25.5 Statistical validity conditions: Comparing odds
As usual, these results hold under certain conditions. The CI computed above is statistically valid if
- All expected counts are at least five.
Some books may give other (but similar) conditions.
In addition to the statistical validity condition, the CI will be
- internally valid if the study was well designed; and
- externally valid if the sample is a simple random sample and is internally valid.
The statistical validity condition is a bit tricky to understand (but is explained further in Sect. 31.3). SPSS will let you know if the expected count condition is not met, underneath the first output table in Fig. 25.3. In jamovi, the expected counts must be explicitly requested to see if this condition is satisfied.

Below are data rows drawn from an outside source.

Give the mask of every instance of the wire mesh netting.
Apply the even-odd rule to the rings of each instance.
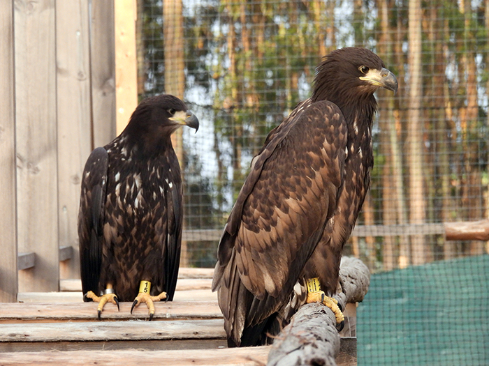
[[[309,96],[321,56],[346,46],[377,53],[397,75],[399,90],[395,96],[377,93],[371,189],[344,252],[362,259],[379,275],[488,252],[487,242],[446,240],[441,224],[488,216],[488,1],[168,3],[180,8],[165,13],[161,1],[138,1],[138,77],[141,98],[173,90],[177,82],[170,61],[180,58],[183,98],[200,121],[197,134],[182,132],[184,265],[214,266],[220,233],[253,156],[268,132]],[[166,27],[178,28],[181,38],[165,39]],[[175,49],[183,50],[181,56]],[[425,275],[446,275],[429,268],[429,275],[404,280],[418,283]],[[471,275],[485,278],[487,265],[476,268],[480,272]],[[471,278],[453,275],[453,282],[444,287],[462,288]],[[402,282],[389,281],[388,275],[374,276],[372,286],[397,287],[403,293]],[[392,299],[386,301],[397,306]],[[476,314],[487,321],[487,310]],[[367,325],[380,326],[373,317]],[[466,328],[458,331],[470,333]],[[480,335],[474,329],[472,333]],[[365,342],[359,335],[359,364],[363,353],[374,349]],[[397,364],[399,360],[383,361],[380,349],[375,349],[379,358],[372,364]],[[413,354],[413,365],[437,364]],[[447,354],[446,364],[459,363]],[[484,355],[473,364],[485,365],[478,361]]]

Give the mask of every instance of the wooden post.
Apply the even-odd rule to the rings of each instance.
[[[17,301],[13,1],[0,3],[0,302]]]
[[[61,278],[80,278],[77,218],[82,173],[92,151],[88,3],[56,3],[59,247],[73,248],[71,259],[60,262]]]
[[[163,2],[165,92],[182,100],[183,100],[184,91],[185,91],[182,9],[182,0]],[[183,140],[181,128],[172,135],[172,143],[180,167],[183,167]],[[187,242],[183,241],[182,242],[180,266],[189,266]]]
[[[126,128],[138,106],[136,0],[115,1],[115,101],[117,135]]]
[[[14,21],[18,250],[36,254],[19,291],[58,291],[54,0],[15,1]]]
[[[116,136],[114,1],[92,1],[91,24],[92,148],[94,148]]]

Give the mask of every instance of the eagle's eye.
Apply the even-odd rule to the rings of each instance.
[[[360,66],[360,67],[358,68],[358,70],[360,70],[360,72],[362,74],[366,74],[367,73],[368,73],[368,70],[370,70],[370,69],[368,68],[368,66],[365,66],[365,65],[363,65],[363,66]]]

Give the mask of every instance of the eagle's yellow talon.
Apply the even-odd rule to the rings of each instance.
[[[103,310],[103,307],[108,302],[110,302],[114,305],[117,305],[117,310],[119,310],[119,301],[117,300],[117,296],[113,292],[110,293],[105,293],[101,296],[97,296],[94,291],[89,291],[85,296],[88,298],[91,298],[96,303],[98,303],[98,306],[97,307],[97,314],[98,317],[98,320],[100,320],[100,314]]]
[[[133,310],[134,309],[135,307],[138,306],[139,304],[141,303],[146,303],[146,305],[147,306],[148,310],[149,310],[149,320],[153,319],[153,315],[154,315],[154,301],[159,301],[161,300],[163,300],[164,298],[166,298],[166,292],[162,292],[157,296],[152,296],[149,295],[148,293],[145,293],[144,292],[140,292],[136,298],[134,299],[134,302],[133,303],[133,306],[131,308],[131,313],[132,314]]]
[[[322,303],[331,309],[333,312],[335,313],[335,317],[336,318],[336,323],[339,323],[344,321],[344,315],[340,310],[338,306],[338,301],[335,298],[326,296],[324,292],[322,291],[317,292],[308,292],[307,298],[306,300],[306,303],[310,304],[311,303]]]

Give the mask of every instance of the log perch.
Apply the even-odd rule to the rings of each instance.
[[[334,297],[344,309],[346,303],[363,300],[370,283],[370,272],[360,259],[344,257],[340,283],[342,292]],[[340,341],[331,310],[320,303],[306,304],[277,337],[267,365],[335,366]]]
[[[445,222],[447,241],[489,241],[489,220],[464,222]]]

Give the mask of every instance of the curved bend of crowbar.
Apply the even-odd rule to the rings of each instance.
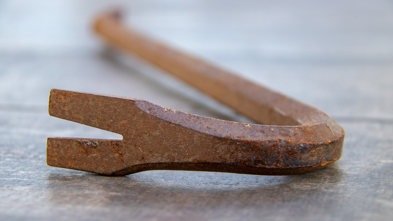
[[[151,170],[288,175],[341,157],[344,129],[321,111],[143,36],[115,15],[99,17],[95,25],[112,45],[264,125],[206,118],[135,98],[52,89],[51,116],[123,139],[48,138],[48,165],[109,176]]]

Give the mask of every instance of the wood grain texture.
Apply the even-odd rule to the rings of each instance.
[[[51,88],[249,120],[103,49],[90,22],[113,3],[52,2],[0,3],[0,219],[393,217],[391,1],[119,1],[142,31],[321,109],[346,136],[339,161],[301,176],[157,171],[115,178],[46,165],[47,137],[121,139],[49,117]]]

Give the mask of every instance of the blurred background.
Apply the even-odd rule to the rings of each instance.
[[[106,46],[92,24],[115,9],[153,38],[325,112],[346,130],[342,159],[283,177],[47,166],[48,137],[121,139],[49,117],[51,88],[249,122]],[[390,0],[1,0],[0,219],[390,220],[392,74]]]

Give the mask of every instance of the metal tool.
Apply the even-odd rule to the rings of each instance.
[[[109,176],[151,170],[289,175],[341,157],[344,129],[321,111],[143,36],[116,14],[98,17],[95,26],[113,45],[263,125],[206,118],[138,99],[52,89],[51,116],[123,139],[48,138],[48,165]]]

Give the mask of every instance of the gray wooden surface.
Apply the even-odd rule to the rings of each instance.
[[[330,168],[286,177],[49,167],[46,139],[119,135],[50,117],[56,88],[247,121],[105,49],[97,13],[326,112],[345,128]],[[0,220],[391,220],[391,1],[0,1]]]

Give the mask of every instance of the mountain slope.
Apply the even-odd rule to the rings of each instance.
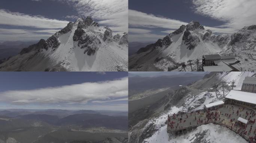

Example 25.2 (Statistical validity) In Fig. 25.3 (for the uni-students data), the text under the first table table of SPSS output (labelled Chi-Square Tests) says
0 cells (0.0%) have expected count less than 5.
That is, all the cells have expected counts of at least five, so the statistical validity condition is satisfied. Notice from Table 25.1 that the observed counts are not all greater than five (one cell has a count of 2). The statistical validity condition is about the expected counts though, not the observed counts.
In jamovi, the expected counts must be requested explicitly (Fig. 25.4), but again none are less than five.
In either case, the conclusion is statistically valid.Example 25.3 (Car crashes in China) In Example 25.1, all the observed counts are larger than five.
The expected counts are shown below. Since all expected counts are larger than five, the CI will be statistically valid.
Type of crash | 2011 | 2015 |
---|---|---|
Involving pedestrians | 15.11 | 36.88 |
Involving vehicles | 34.88 | 85.12 |
These counts are what we would expected to find if there was no relationship between the type of crash in 2011 and 2015; that is, if the proportion of crashes involving pedestrians was the same in 2011 and 2015.
The observed counts are very close to these expected counts, meaning that what we observe is very close to what we expected if there was no relatiionship.